No Sutra 48 , é dito que se essa postura firme e confortável é alcançada, o praticante ficará livre das dualidades. Ou seja, frio e calor, seco e úmido, elogio ou crítica, não mais balançarão nosso equilíbrio. O corpo fica mais resistente as mudanças exteriores, menos vulnerável a doenças. Da mesma forma, nossa mente e emoções ficam mais estáveis, menos flutuantes. Estaremos no mundo e continuaremos a passar por altos e baixos, conquistas e perdas, mas isso, de repente, não nos abala mais tanto. Aprendendo a observar essa dualidade na prática de asana, compreendemos melhor nossos padrões e aprendemos a manter nosso centro perante as situações. Assim, passamos realmente a ser donos de nossas ações, realizadas com consciência e valores, não mais por mera reação automática ao que sucede. 
Mas se o Yoga se trata de chegar mais perto da nossa essência porque precisamos focar no corpo para transcendê-lo? Quando estamos doentes ou com uma dor forte isso parece tomar toda nossa atenção. Nos identificamos totalmente com algo que, na verdade, é passageiro. Algumas sensações físicas são tão intensas que nos absorvem por completo. Naquele momento, somos a dor, somos a dificuldade de respirar, somos a doença. Os asanas são primariamente terapêuticos. Se o corpo está livre de toxinas, cheio de energia vital, resistente e forte, deixamos de nos preocupar com ele, podemos finalmente sentar ou ficar em qualquer outra postura sem que isso nos incomode. Mas o processo de cura proporcionado pelos asanas não se resume ao corpo físico.  Quando o fortalecemos e limpamos, atuamos também no corpo causal e no corpo sutil, removendo os bloqueios que possam existir. É como se preparássemos terreno para que Dhyana e Dharana possam acontecer. 

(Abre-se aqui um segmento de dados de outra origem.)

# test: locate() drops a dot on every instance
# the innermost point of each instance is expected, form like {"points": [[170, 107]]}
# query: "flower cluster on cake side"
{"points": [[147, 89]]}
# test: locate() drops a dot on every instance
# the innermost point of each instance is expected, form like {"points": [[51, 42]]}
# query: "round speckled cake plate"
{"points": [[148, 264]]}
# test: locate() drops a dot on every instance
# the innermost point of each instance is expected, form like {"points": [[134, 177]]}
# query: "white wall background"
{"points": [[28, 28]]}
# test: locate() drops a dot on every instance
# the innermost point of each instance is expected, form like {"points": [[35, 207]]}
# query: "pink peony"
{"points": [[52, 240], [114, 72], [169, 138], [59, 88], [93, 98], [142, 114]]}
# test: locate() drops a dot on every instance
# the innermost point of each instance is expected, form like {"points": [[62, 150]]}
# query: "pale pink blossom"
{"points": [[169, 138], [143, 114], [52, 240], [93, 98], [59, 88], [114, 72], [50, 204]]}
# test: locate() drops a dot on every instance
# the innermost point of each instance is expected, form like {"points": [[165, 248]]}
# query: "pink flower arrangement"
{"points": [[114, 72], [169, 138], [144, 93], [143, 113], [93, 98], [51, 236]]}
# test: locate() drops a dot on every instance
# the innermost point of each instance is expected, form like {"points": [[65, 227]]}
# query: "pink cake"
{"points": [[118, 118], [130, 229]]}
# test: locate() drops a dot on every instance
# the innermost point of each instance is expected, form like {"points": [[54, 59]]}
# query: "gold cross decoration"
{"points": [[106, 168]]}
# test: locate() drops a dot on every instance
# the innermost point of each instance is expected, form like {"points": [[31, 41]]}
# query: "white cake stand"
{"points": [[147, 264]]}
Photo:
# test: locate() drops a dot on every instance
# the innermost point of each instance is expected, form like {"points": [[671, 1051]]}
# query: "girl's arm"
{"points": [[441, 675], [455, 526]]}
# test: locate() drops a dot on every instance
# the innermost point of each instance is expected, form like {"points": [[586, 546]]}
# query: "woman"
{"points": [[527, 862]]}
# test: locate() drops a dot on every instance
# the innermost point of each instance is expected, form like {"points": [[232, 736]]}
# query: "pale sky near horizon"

Exatamente por os asanas trabalharem a nível físico, psicológico e energético é que são tão poderosos e transformadores. A descrição de Patanjali engloba todos esses níveis, já que fala de firmeza (criada pelo corpo), de conforto (sentido pela mente) e ser infinito interior (ou alma). Quando realizamos um asana, lidamos com a dualidade constantemente: entre corpo e mente, mente e alma, firmando nossas bases ao mesmo tempo em que criamos espaço, contraindo e expandindo, inspirando e exalando.  Assim, vamos observando, compreendendo e experienciando esses dois lados da mesma moeda, até que, finalmente, possamos ultrapassar essa separação. Sem a inquietação que surge quando precisamos nos identificar com uma das partes e que nos faz sofrer por nos sentirmos divididos, podemos enfim alcançar a plenitude na Unidade. Esse é talvez o verdadeiro tesouro escondido nos Asanas.